Pues bien, obligado por la persecución macartista, Howard Fast escribió bajo seudónimo una serie de relatos detectivescos. Novelas convencionales, facilonas, para comer, que (creo) están muy lejos de sus «novelas ejemplares». Así, publicó con otro nombre (E. V. Cunningham) un thriller (Sally), bastante malito, pero que partía de la siguiente sugestiva premisa: a una joven mujer su médico le diagnostica una leucemia terminal. Tiene, según sus cálculos y experiencia, a lo más seis meses de vida y le pinta un cuadro de deterioro paulatino, continuo e irreversible. Ella piensa entonces en el suicidio, pero sabe que no tiene la decisión para llevarlo a cabo, así que acude con un mafioso al que le paga para que ordene que la maten a partir de un día específico. Después, en una consulta con otro médico, descubre que ni remotamente tiene la enfermedad mortal, que puede alcanzar una larga vida, pero ya es incapaz de detener el mecanismo que ella misma puso en marcha, porque al mafioso lo han asesinado y ella no sabe a quién encomendó la tarea de asesinarla.

Ella misma activó el mecanismo de su muerte. Se arrepiente pero ya no resulta sencillo detener lo que echó a andar. El asunto está fuera de control. El encargo adquirió vida propia y ahora tiene que intentar conjurarlo o si no morirá (ya dije que era malita, pero además truculenta y retorcida).

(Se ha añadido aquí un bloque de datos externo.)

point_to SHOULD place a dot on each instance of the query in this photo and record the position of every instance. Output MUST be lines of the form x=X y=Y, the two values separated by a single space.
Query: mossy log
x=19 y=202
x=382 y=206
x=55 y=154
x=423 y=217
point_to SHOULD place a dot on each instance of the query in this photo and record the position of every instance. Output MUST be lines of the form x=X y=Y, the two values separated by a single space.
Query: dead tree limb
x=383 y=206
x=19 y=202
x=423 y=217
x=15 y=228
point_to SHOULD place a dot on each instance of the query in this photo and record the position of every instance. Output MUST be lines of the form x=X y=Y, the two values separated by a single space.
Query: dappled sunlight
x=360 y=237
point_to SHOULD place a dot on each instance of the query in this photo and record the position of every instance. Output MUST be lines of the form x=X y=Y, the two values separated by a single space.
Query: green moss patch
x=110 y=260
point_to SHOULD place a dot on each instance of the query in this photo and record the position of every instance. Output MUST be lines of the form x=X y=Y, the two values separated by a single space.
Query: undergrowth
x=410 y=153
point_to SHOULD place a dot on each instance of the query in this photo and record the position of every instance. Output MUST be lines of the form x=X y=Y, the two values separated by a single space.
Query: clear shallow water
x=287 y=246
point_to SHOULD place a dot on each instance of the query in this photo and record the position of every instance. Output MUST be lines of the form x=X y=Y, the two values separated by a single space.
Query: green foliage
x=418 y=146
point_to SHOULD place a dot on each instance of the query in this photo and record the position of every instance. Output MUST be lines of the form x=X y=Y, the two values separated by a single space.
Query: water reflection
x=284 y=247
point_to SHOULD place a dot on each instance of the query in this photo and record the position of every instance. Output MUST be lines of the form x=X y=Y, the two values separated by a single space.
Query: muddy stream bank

Entre políticos, medios de comunicación, academia y comentaristas hemos echado a andar un lenguaje -hoy convertido en sentido común- que descalifica en bloque a políticos, partidos, congresos y gobiernos. No a un político o a un partido, sino a los políticos y partidos como si fueran una y la misma cosa. No a un diputado o a un grupo parlamentario sino a todos los legisladores por el simple y contundente hecho de serlo. No al gobierno A o al B, sino a todos ellos por igual. (Para no hablar de políticas específicas, que reclamarían un trato diferenciado y puntual, y para lo cual no hay talante ni talento). El «pequeño problema» es que no hay democracia posible sin esos actores e instituciones. Y lo que hemos puesto en movimiento ya adquirió vida propia. El comentarista, lo mismo que el cómico al que se le acaba su rutina o el tuitero tira netas, que quieren ganar el aplauso fácil del respetable, explotan un recurso cómodo y probado: descalificar en bloque al mundo de la política. Un mundo habitado, según ese dictado, por puros pillos, ineptos y tontos. Y no es que no los haya y en demasía, sino que hemos propagado un discurso y una visión, que difícilmente podemos parar, y que construye una retórica antipolítica que está corroyendo buena parte de la legitimidad democrática. Como Sally hemos activado un mecanismo que por lo pronto se despliega de manera inercial e incremental y que es posible que ya no podamos frenar.